Now where's that lovely smile gone, eh? |
Of course I might be able to offer a reluctant shrug in the direction of much of Citeh’s league form this year – the incision and swiftness of their interplay; the invention of David Silva as he unpicks a defence like a seasoned shellfish eater picking out a winkle with a pin; the drive of the mighty Yaya as he drives forward like a Volvo Estate through a cloud of flies.
But Yaya went to Africa, Silva turned to brass, Kompany got dismissed then crocked, and Tevez was back home honing his golf swing. For inspiration they turned to some English yeomen or Mario Bagatelli, the man with the pinball brain. Yes, the vainglory of Citeh as their involvement in Europe became so minimal as to be Marine Le Pen-like (and by ‘eck them Frenchies lie to the opinion pollsters every election, don’t they? Put a pencil and a ballot paper in their hands though and one fifth of them turn into racists of the most rabid kind) and the title slipped through their blinged-up sky-blue fingers.
And all the while Ferguson, with an infusion of unsung heroes, ploughed his well-worn furrow with the certainty of the seasoned artisan. No complacency, no real razzle-dazzle, but a lot of know-how. And slowly the wheel turned back to old Professor Plum. And across town the deflowering of Manchester’s Miss Peacock would have to wait.
I mean there he is, old man Fergie, allowing himself a right old chuckle on the touchline at Old Trafford as United take an unassailable 4-2 lead. But the face was positively molten with rage by the end. Ha! Ha-ha-ha!
Yes, for the average football fan for whom triumph is as elusive and short-lived as the life of a damselfly, the mirth to be had at the expense of the expensively-assembled is one’s only recompense.
But then this season hasn’t really put paid to the argument that wealth will out. Dalglish’s laughable ragbag of a team, winner of five home games out of seventeen, might well end the season with two cups.
Jeez, even Chelsea, run with all the clear-sightedness of a mole in a sandstorm, might just weedle their way into a Champions League final.
Loth as I am to give credit to Newcastle, they’ve bucked the trend a bit, and in Cabaye, Cisse and the mended Ben Arfa (hard not to think of him in Albert Square isn’t it?) they’ve got four of the players of the season. Pardew has shopped around brilliantly but he’s had a fair bit more to spend than many.
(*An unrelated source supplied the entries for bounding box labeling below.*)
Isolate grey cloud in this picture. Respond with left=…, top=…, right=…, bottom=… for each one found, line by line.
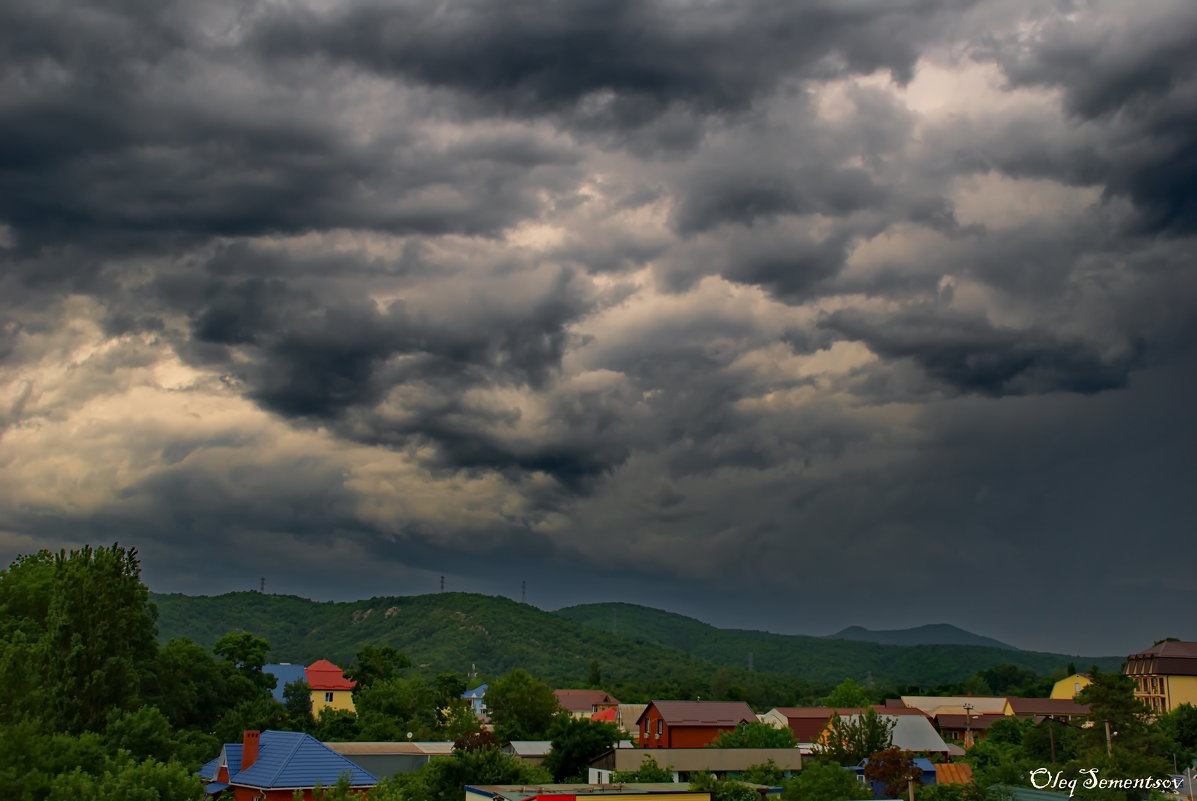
left=821, top=304, right=1135, bottom=395
left=256, top=0, right=962, bottom=128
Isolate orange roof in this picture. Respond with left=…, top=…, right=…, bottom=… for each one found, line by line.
left=935, top=761, right=972, bottom=784
left=304, top=660, right=357, bottom=690
left=553, top=690, right=619, bottom=712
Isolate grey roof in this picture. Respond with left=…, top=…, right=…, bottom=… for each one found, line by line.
left=845, top=712, right=949, bottom=753
left=636, top=700, right=757, bottom=726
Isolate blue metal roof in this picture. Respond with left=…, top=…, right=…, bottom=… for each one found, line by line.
left=225, top=732, right=378, bottom=789
left=195, top=754, right=220, bottom=782
left=262, top=665, right=308, bottom=704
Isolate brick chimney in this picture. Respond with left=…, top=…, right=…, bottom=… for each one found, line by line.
left=241, top=732, right=262, bottom=770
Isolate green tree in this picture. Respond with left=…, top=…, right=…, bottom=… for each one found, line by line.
left=610, top=754, right=674, bottom=784
left=12, top=545, right=157, bottom=732
left=48, top=754, right=207, bottom=801
left=707, top=721, right=797, bottom=748
left=543, top=715, right=624, bottom=783
left=816, top=706, right=897, bottom=765
left=212, top=693, right=288, bottom=742
left=1155, top=704, right=1197, bottom=763
left=822, top=679, right=873, bottom=709
left=737, top=759, right=785, bottom=787
left=689, top=771, right=760, bottom=801
left=354, top=675, right=440, bottom=739
left=782, top=761, right=873, bottom=801
left=402, top=748, right=551, bottom=801
left=212, top=631, right=278, bottom=690
left=486, top=669, right=564, bottom=742
left=141, top=639, right=254, bottom=729
left=345, top=645, right=412, bottom=690
left=864, top=747, right=923, bottom=799
left=282, top=679, right=314, bottom=730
The reason that Swansea and Norwich have been so roundly praised, or patronised, is that they’ve got fuck-all money and they’ve squeezed every last ounce of talent from the poundstretcher purchases they’ve got. David Moyes is the benchmark for most managers these days and he’s won sweet f-all in his time at Goodison.
If you support these clubs you can stick out a firm chin and be ‘proud of the lads’ cos they’ve given irrational per cents of effort.
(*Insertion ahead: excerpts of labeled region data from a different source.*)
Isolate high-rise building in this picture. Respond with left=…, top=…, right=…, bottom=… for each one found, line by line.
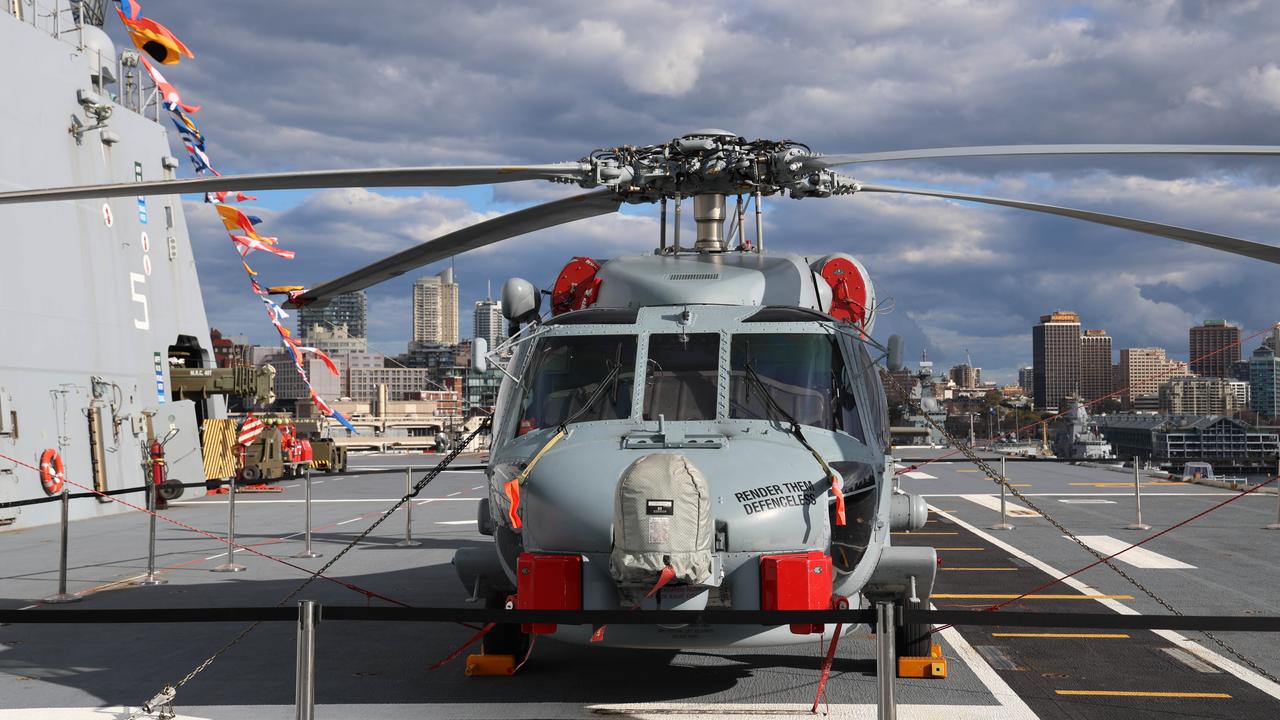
left=1018, top=365, right=1036, bottom=395
left=472, top=299, right=507, bottom=350
left=1116, top=347, right=1190, bottom=410
left=1249, top=345, right=1280, bottom=418
left=413, top=268, right=458, bottom=345
left=1032, top=310, right=1080, bottom=410
left=298, top=291, right=369, bottom=352
left=1160, top=378, right=1239, bottom=415
left=1189, top=320, right=1240, bottom=378
left=1080, top=331, right=1111, bottom=402
left=948, top=363, right=982, bottom=388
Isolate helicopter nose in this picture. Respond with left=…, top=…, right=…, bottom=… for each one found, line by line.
left=609, top=452, right=714, bottom=586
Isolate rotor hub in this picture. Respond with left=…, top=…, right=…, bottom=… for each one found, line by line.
left=564, top=128, right=858, bottom=202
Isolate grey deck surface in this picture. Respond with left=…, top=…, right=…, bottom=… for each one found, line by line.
left=0, top=455, right=1280, bottom=720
Not for you the scramble for fourth spot, the humbling foot-slog of the Europa League.
Now it may well be that the Europa League is the Lidl of international club football but as any acute observer, unswollen by the trappings of ceaseless wealth and the tedium of success, will tell you, we like a traipse round Europe cos our team’s done well. Ask Stoke, Fulham, hellfire Boro!
But for now the plucky majority can only stand by, like meek flag-waving peasants at some royal bloody parade, as Mancini and Ferguson start ratchetting up the tension for this season’s big one.
It’s difficult isn’t it, neutrals? As with voting preferences in this country you have to ask yourself what’s the least worst option?
Citeh finally collaring a title, their expenditure just about exceeding their capacity to self-destruct, and Mancini plodding along with this ridiculous post-match pessimism that contrasts markedly the Handbook of Italian Gesture he unveils in the technical area.
A side that have somehow embraced a man who displayed some of the rankest behaviour by a professional footballer ever witnessed at a British club.
Or Him Again. The Greatest Manager Ever Ever Ever. Two titles in two years with a bunch of players who most independent observers reckon ain’t all that. It would be his finest achievement yet. But for God’s sake you’ve achieved enough you greedy Glaswegian git. Get your bus pass, give the job to Moyes and let the poor bloke win summat himself (preferably after a brief hiatus where, I dunno, Norwich win the League).
Yes, yes, yes, it’s plain envy on one level. But this should be a mouth-watering fixture – up there with the Liverpool-Arsenal decider in ’89 (and I’ll be honest and say I wanted the post-Hillsborough ‘Pool to win that cos they’d played some of the most gorgeous football known to man that season).
"We have no chance. We are shit, honestly." |
And yet for the neutral there’s no choice available. We don’t want either of you to win it. Simple as that. If I was at the Premier League I’d be deducting fifteen points off each of you out of sheer bloody spite. And that still wouldn’t be enough. So good luck on Monday. May the best team win. And lose.